The Cargill Connection – Wilbur is part of our family
Another important point in the history of Wilbur Chocolate is that the company was brought into the growing and thriving Cargill Cocoa & Chocolate family back in 1992. As we touched on earlier, Wilbur Chocolate Company had been experiencing some tumultuous ownership changes during the years just before this acquisition, and Cargill recognized an opportunity that would create distinct advantages for both entities.
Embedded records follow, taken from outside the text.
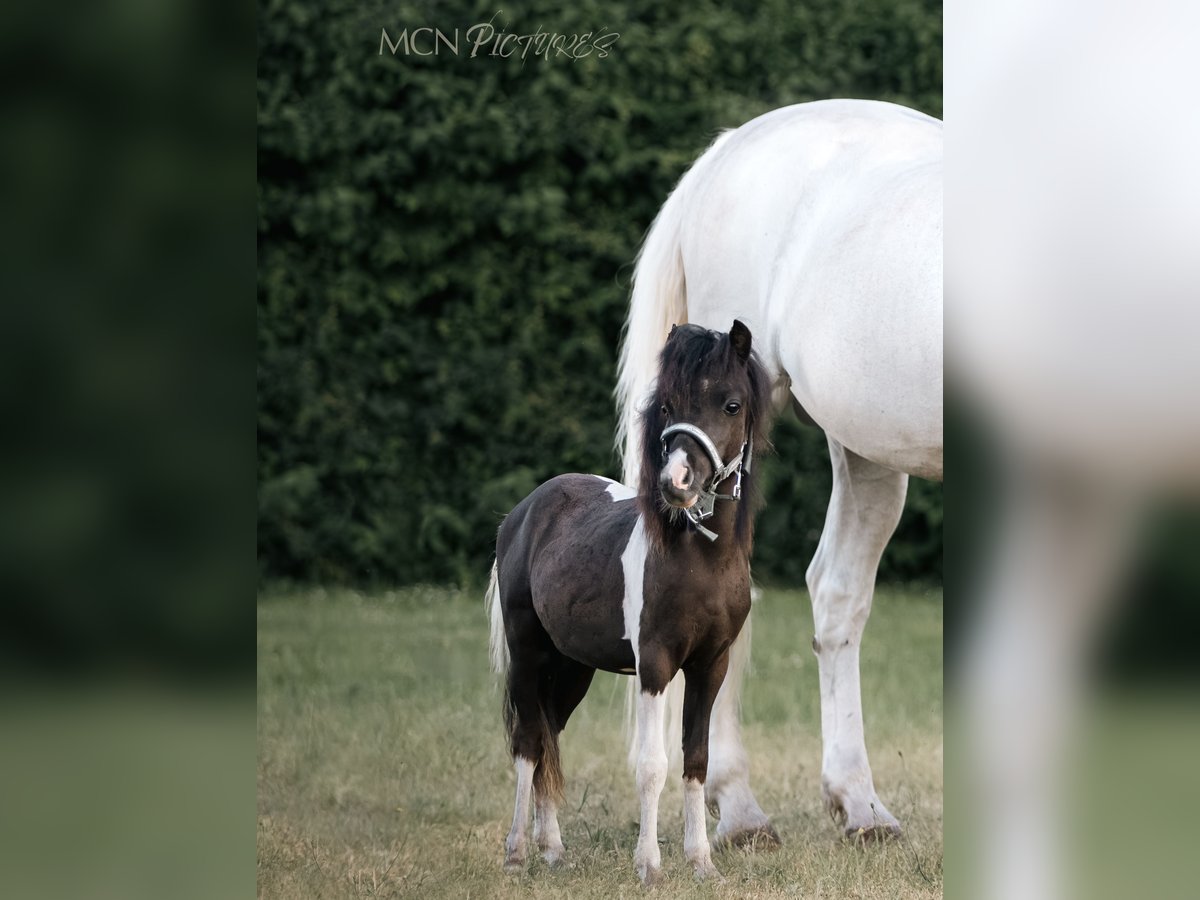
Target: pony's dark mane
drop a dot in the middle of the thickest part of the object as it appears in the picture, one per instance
(690, 354)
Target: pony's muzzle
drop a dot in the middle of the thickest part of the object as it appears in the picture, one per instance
(676, 480)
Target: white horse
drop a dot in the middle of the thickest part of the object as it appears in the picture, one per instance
(820, 226)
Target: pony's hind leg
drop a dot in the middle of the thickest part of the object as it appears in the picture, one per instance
(529, 649)
(863, 513)
(570, 683)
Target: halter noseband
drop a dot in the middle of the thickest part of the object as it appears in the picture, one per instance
(708, 497)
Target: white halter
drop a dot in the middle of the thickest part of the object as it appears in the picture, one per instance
(708, 496)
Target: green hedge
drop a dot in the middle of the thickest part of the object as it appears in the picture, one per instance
(445, 245)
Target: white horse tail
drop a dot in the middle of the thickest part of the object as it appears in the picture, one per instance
(659, 300)
(497, 643)
(730, 693)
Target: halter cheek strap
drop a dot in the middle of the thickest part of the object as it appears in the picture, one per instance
(708, 497)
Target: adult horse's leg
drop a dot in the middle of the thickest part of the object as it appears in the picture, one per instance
(570, 683)
(742, 820)
(700, 693)
(863, 513)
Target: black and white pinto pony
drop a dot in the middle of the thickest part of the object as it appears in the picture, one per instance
(592, 575)
(820, 226)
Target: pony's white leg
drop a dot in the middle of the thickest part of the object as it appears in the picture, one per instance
(696, 849)
(863, 513)
(514, 847)
(652, 775)
(727, 785)
(545, 828)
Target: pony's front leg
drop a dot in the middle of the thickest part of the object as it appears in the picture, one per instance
(545, 828)
(652, 775)
(515, 845)
(863, 513)
(742, 821)
(700, 693)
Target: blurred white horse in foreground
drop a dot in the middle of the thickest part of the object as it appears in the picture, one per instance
(820, 226)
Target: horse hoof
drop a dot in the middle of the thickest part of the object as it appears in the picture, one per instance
(763, 838)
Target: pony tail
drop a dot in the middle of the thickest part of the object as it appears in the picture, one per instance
(659, 300)
(497, 643)
(547, 777)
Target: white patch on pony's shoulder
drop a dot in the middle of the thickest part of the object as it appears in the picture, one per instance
(618, 491)
(633, 563)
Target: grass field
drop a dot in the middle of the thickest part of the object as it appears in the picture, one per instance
(383, 768)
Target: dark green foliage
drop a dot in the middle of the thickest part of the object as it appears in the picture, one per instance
(444, 249)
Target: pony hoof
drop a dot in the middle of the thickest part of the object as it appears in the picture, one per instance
(763, 838)
(873, 834)
(651, 875)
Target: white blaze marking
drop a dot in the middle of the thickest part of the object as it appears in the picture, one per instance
(618, 491)
(677, 465)
(633, 563)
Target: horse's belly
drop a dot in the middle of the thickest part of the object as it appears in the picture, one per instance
(587, 627)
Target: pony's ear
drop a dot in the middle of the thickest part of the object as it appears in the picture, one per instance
(739, 336)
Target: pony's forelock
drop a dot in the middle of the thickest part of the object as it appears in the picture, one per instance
(693, 353)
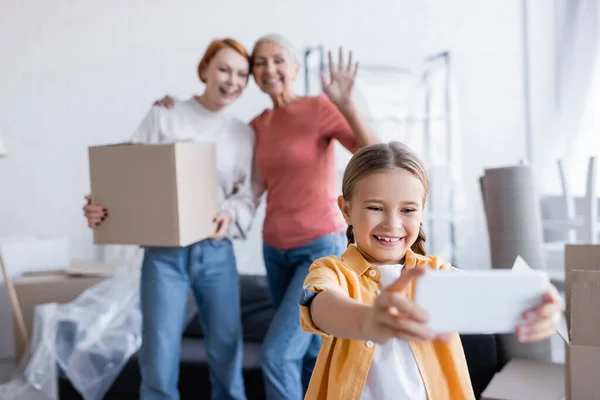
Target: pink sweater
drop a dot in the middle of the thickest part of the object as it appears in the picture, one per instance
(296, 161)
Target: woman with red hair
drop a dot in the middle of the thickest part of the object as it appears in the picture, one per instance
(209, 266)
(294, 163)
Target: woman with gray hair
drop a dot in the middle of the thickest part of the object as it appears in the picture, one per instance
(294, 163)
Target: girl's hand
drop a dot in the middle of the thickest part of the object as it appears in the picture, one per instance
(393, 315)
(222, 219)
(167, 102)
(95, 214)
(542, 322)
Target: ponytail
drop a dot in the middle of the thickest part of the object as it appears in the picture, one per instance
(350, 235)
(418, 246)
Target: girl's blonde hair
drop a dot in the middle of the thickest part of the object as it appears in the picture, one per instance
(383, 157)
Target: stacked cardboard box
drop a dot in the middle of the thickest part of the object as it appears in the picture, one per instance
(156, 194)
(582, 264)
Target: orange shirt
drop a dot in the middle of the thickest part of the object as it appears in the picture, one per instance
(295, 159)
(342, 367)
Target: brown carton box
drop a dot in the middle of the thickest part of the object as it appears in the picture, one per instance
(156, 194)
(582, 264)
(527, 380)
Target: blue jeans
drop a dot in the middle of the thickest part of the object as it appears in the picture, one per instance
(289, 353)
(209, 269)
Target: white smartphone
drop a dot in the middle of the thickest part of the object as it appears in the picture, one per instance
(474, 302)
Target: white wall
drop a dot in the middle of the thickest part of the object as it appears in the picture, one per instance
(77, 73)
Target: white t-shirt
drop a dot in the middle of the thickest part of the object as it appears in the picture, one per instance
(394, 373)
(189, 120)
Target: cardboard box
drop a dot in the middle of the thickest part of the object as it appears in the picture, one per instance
(156, 194)
(582, 264)
(61, 286)
(527, 380)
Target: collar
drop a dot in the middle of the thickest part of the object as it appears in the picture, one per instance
(357, 263)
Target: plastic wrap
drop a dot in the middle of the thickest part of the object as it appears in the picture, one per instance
(88, 340)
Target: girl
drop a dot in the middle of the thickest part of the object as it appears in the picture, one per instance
(209, 266)
(365, 297)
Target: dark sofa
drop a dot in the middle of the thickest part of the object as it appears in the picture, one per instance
(484, 356)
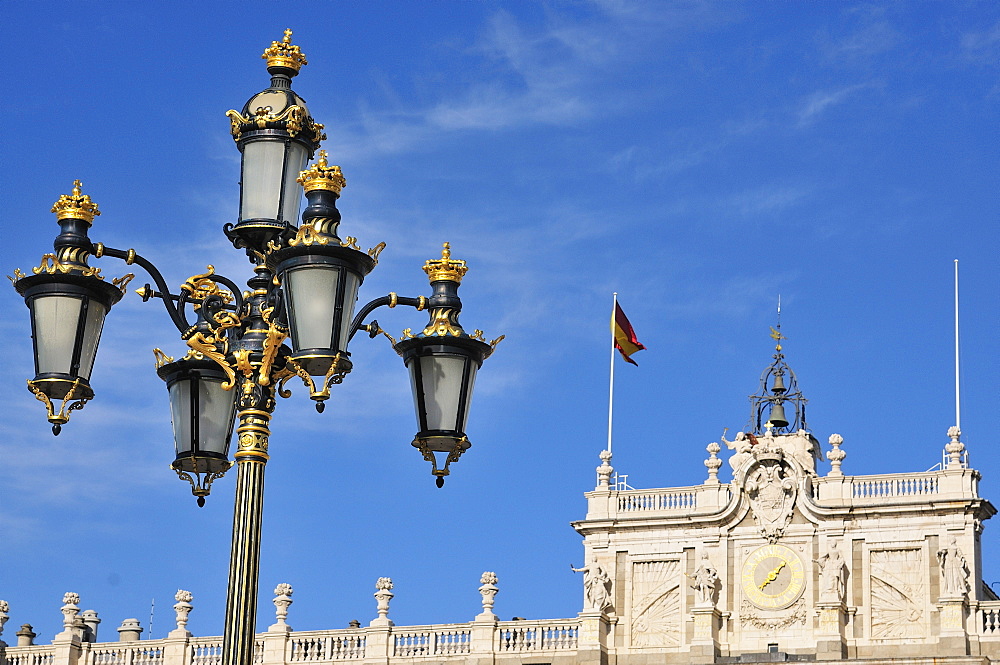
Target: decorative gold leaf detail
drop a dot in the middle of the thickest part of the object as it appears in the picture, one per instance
(209, 347)
(375, 251)
(122, 282)
(272, 344)
(442, 324)
(161, 358)
(200, 287)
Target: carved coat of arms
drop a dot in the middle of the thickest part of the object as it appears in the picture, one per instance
(772, 495)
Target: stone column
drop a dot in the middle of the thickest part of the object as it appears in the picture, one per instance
(378, 645)
(953, 638)
(705, 641)
(67, 645)
(830, 638)
(592, 643)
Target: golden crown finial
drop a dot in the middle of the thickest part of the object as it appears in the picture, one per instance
(446, 268)
(322, 176)
(285, 54)
(75, 206)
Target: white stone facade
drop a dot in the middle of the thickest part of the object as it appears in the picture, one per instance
(778, 564)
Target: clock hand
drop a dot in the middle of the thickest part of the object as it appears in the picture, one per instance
(771, 576)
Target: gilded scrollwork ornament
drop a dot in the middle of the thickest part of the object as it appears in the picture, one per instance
(339, 368)
(444, 322)
(60, 418)
(201, 287)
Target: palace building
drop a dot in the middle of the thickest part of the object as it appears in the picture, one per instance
(781, 564)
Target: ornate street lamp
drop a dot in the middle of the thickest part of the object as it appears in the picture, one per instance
(303, 291)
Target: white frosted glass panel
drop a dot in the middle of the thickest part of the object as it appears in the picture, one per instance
(350, 298)
(297, 157)
(91, 337)
(442, 377)
(215, 415)
(55, 332)
(262, 161)
(468, 403)
(312, 293)
(180, 415)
Today, with an important chocolate ingredient brand that’s made “bean to bar”—or rather, Bean to Bud—and that’s sold into the confectionery and food manufacturing industries, Wilbur continues to delight thanks to Cargill.
Planning for a delicious future
A couple of years ago, Cargill Cocoa & Chocolate acquired the production assets and capabilities of one of its largest competitors. This led to the aging Broad Street Lititz Wilbur production facility being closed, though the majority of the chocolate production that was done there shifted to Cargill’s other PA-based facilities. This includes the Lititz Plant located on Lincoln Avenue, the Mount Joy facility, and the Hazleton facility.
With its unchanged recipe, the Wilbur Bud remains local, and Cargill Cocoa & Chocolate employs about 100 people in Lancaster County today, many of which support the thriving retail operations of the Wilbur Chocolate Store and WilburBuds.com!
And the future is bright for Wilbur Chocolate and Cargill. Wilbur Buds. Every purchase of these signature products directly supports The Cargill Cocoa Promise—a commitment to sustainable cocoa production. Collaboration with farmer organizations, cocoa-origin country governments, and customers to make farmers successful for generations to come is a way of life at Cargill Cocoa & Chocolate.